Lewis uses a service that sets up personalized weather stations to better manage the grains and pulses on his family farm. At roughly 4,500 hectares, the operation is part of an overall trend that saw the average farm size increase almost 13 per cent between 2006 and 2016.
He said field-level information helps him make decisions around harvest time, like whether to keep working a few extra hours before an oncoming rainfall or assessing if weaker crops were caused by parched soil.
He said he has noticed improvements in both the short- and long-term forecasts _ even if he doesn’t like what they predict.
“The long-range forecasting, unfortunately this year they’ve been kind of correct,” he said.
“They predicted dry and it’s been dry. So sometimes you wish they were wrong.”
Despite the better data, Lewis said there is still a degree of uncertainty when it comes to knowing what Mother Nature will bring.
“Anything outside of a week, you’re going to be pretty skeptical about it.”
Precision agriculture companies are, however, hoping to reduce that gap with the reams of information they’re collecting.

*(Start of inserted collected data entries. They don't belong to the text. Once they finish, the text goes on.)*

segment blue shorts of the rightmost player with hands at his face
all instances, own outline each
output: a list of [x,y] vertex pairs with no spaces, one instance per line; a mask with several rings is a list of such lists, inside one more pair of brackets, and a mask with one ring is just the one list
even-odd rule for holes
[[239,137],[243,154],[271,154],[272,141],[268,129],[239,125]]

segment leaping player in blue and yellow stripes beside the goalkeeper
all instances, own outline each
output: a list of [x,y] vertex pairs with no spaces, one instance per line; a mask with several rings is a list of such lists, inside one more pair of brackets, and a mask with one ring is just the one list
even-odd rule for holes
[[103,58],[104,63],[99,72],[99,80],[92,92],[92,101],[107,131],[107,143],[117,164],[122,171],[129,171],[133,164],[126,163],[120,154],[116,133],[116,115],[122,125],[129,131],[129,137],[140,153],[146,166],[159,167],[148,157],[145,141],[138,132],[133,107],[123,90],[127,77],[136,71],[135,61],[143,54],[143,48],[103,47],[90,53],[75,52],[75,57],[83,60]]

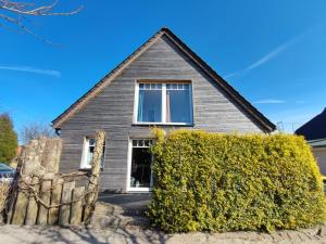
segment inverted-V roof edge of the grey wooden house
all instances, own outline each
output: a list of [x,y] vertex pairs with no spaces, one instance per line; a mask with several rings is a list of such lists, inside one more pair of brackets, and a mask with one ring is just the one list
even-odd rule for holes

“I think every farmer, at the top of their wish list, would be better seasonal forecasts so they can know what to expect,” said Andy Nadler, product manager at Farmers Edge.
The company, along with Canadian competitors like Weather Innovations Consulting and a growing field of international rivals, are trying to use new ways to crunch data to help guide farmers.
Nadler said Farmers Edge is learning from the more than 3,000 weather stations it has installed since starting to offer them about three years ago. It charges about $2 an acre (0.4 hectares) for its data management service.
Farmers shouldn’t expect any breakthrough, however, on long-term weather forecasting, said Drew Lerner, president of Kansas-based World Weather Inc. and a practising meteorologist for 38 years.
“Long-range forecasting is an art, and it is a very risky thing to do,” said Lerner. “It really does come down to a great deal of prayer.
“There’s too much going on, too much chaos in the atmosphere … it is not a solvable equation. All we can do is get better at estimating.”